At one point we bought a fancy (for the time) microwave link to cover a distance of about 3km. We specifically asked whether it would be affected by weather conditions. We were assured multiple times in the most confident of terms that it would not be a problem, the technology was tested and such eventualities accounted for with various features and failsafes.
The thing proceeded to go down every time it rained, and no amount of tweaking settings, power, phase, polarity or orientation helped. This is the manufacturer/vendor doing the tweaks, mind you, not clueless me (I wouldn’t dream of touching this arcane technology I knew nothing about).
In the end we ditched the microwave and went with a good old copper link which worked without a hitch regardless of the weather.
So since you are, in your own sarcastic way, asking how I know, this is how: from experience. I don’t know about the technology but I do know about when they promise you it will work in the rain.

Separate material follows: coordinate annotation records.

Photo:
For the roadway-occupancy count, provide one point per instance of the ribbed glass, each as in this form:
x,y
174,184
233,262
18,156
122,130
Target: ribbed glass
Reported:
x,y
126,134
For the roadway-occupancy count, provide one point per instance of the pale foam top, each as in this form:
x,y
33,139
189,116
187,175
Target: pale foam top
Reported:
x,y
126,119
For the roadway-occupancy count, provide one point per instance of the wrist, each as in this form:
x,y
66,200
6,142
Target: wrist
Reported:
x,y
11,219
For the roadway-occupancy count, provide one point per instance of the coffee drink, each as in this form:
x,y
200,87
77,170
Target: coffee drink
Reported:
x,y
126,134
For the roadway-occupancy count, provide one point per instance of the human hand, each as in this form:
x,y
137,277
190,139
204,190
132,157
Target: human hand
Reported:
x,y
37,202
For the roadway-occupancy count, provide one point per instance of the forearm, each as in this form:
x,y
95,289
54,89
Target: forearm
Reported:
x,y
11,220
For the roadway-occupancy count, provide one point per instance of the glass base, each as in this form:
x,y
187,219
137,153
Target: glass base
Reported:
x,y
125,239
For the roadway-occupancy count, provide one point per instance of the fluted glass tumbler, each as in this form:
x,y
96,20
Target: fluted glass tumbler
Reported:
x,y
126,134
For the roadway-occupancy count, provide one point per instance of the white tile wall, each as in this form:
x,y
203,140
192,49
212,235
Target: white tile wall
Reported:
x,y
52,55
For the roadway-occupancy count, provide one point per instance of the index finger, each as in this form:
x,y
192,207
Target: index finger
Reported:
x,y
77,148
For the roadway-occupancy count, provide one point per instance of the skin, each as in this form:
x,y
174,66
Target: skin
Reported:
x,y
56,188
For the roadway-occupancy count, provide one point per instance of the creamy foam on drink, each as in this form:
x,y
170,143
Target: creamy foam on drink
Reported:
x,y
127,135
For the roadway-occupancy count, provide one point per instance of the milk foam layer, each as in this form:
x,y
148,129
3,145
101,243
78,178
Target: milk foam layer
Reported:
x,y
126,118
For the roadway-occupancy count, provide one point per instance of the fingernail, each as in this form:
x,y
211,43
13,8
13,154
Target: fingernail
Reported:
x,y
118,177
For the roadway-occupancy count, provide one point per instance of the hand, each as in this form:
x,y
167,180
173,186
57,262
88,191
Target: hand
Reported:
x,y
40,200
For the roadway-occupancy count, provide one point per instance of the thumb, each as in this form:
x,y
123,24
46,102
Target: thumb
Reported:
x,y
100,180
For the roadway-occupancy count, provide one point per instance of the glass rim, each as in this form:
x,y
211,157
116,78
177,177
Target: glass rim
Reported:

Rain fade is sort of a solved problem in microwave comms [1]. Earlier than that, it was predictable.
Laser comms aren’t going to be useful in Houston. They’ll probably be a game changer for swarms of drones at altitude, anything in space and the sorts of arid, weather-stable places we like to build data centres.
By the way you say you "bought a fancy microwave link" it sounds like you were bamboozled by the vendor. Exactly what manufacturer, model of radios, antenna configuration and other configuration was this that failed to work in rain?
That happens all the time. A random person on the internet predicted the iPhone 4 antennagate problem before it got released. Everyone on the planet who plays videogames knew the Xbox One announcement was suicide and we were right.
Plus there's the possibility they're well aware of this problem but are going full steam ahead anyway.